Interrogé sur sa manière de travailler, Crichton révèle quelques éléments : il s’installe à l’écart de chez lui, de manière assez régulière : un démarrage lent, un arrêt, puis une reprise et une activité allant crescendo jusqu’à la conclusion de l’ouvrage. Ses sujets ? des thèmes qui secouent l’actualité, voilà pourquoi on se sent si proche de ses histoires. Crichton réalise des dossiers, composés d’articles de presse (spécialisée ou non), d’études et de documents divers. Et ceci dans toutes les directions : géopolitique, religion, physique, bioéthique, sociologie, botanique... Les dossiers s’accumulent, et un jour, Crichton sent qu’il est mûr pour en faire le sujet d’un livre. Il essaie toujours de placer son personnage principal dans une position inextricable. Ses textes répondent à une double exigence : la rigueur scientifique, mais également le divertissement pour le lecteur lambda de thrillers.
 
En prise directe avec son époque, soucieux des préoccupations de la société, Michael Crichton prouve à chaque sortie qu’il est un grand auteur.

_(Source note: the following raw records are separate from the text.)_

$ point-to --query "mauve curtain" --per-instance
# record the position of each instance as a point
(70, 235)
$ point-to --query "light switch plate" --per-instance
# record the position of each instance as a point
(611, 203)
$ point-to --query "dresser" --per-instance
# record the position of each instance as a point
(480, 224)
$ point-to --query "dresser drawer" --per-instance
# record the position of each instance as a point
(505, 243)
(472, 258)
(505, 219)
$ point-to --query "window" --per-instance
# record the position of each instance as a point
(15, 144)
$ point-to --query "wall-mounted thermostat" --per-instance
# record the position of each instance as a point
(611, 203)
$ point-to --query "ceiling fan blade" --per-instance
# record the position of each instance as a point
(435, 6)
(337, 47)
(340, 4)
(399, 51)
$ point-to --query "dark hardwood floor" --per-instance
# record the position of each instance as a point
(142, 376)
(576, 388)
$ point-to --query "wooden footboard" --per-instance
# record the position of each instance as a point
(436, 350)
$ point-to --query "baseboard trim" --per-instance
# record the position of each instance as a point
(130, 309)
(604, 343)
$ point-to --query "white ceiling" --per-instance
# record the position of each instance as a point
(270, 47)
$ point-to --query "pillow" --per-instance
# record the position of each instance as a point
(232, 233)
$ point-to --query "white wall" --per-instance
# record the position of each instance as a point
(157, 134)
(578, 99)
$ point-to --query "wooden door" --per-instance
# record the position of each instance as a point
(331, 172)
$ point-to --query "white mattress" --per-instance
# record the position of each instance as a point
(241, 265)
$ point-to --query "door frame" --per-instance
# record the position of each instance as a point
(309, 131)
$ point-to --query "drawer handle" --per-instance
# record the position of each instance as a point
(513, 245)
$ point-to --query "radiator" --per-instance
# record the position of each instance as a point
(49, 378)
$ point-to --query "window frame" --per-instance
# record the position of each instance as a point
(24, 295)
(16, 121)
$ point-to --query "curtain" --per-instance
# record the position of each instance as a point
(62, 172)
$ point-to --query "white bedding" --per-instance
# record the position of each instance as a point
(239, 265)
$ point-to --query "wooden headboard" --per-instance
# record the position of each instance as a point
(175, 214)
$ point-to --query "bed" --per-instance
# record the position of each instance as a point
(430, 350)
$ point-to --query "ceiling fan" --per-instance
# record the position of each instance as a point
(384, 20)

Considéré comme le père du techno-thriller, il a écrit un certain nombre de romans considérés comme des références. Le plus connu d'entre eux est bien évidemment Jurassic Park (1990), qui évoquait la possibilité de faire revivre les dinosaures à notre époque à partir d'un échantillon d'ADN. On connaît le destin de cette histoire, avec à la clé un record historique pour son adaptation cinématographique par Steven Spielberg en 1993. Mais il a écrit aussi d'autres histoires, tout aussi passionnantes : je citerai Le 13ème guerrier, Sphère, Prisonniers du temps, Etat d'urgence ou encore La Proie, les quatre derniers appartenant à ce sous-genre du techno-thriller où la science est une toile de fond, mais aussi une finalité pour nous raconter une histoire toujours nerveuse, enlevée, dynamique. Le 13ème guerrier est une sorte de relecture du mythe de Beowulf, au coeur des traditions nordiques. En-dehors de ce sous-genre de prédilection, il fait des incursions dans le thriller tout court : Harcèlement, Soleil levant, Un Train d'or pour la Crimée, tous adaptés avec plus ou moins de bonheur sur grand écran. Vous avez certainement vu l'un ou l'autre de ces films. J'oubliais aussi Congo, où une expédition scientifique part au coeur de l'Afrique pour explorer une cité mythique sur laquelle régneraient de grands singes... Je pourrais vous parler aussi de L'Homme terminal, de La Variété Andromède, excellents romans eux aussi. Crichton a aussi créé et produit la série télévisée Urgences, et s'est essayé à plusieurs reprises à la réalisation : on citera Mondwest, un western science-fictionnesque avec Yul Brynner, ou Runaway, l'évadé du futur, deux longs-métrages où les robots tiennent une grande part...  Il a aussi scénarisé Twister, intéressant thriller climatique réalisé par Jan de Bont en 1996.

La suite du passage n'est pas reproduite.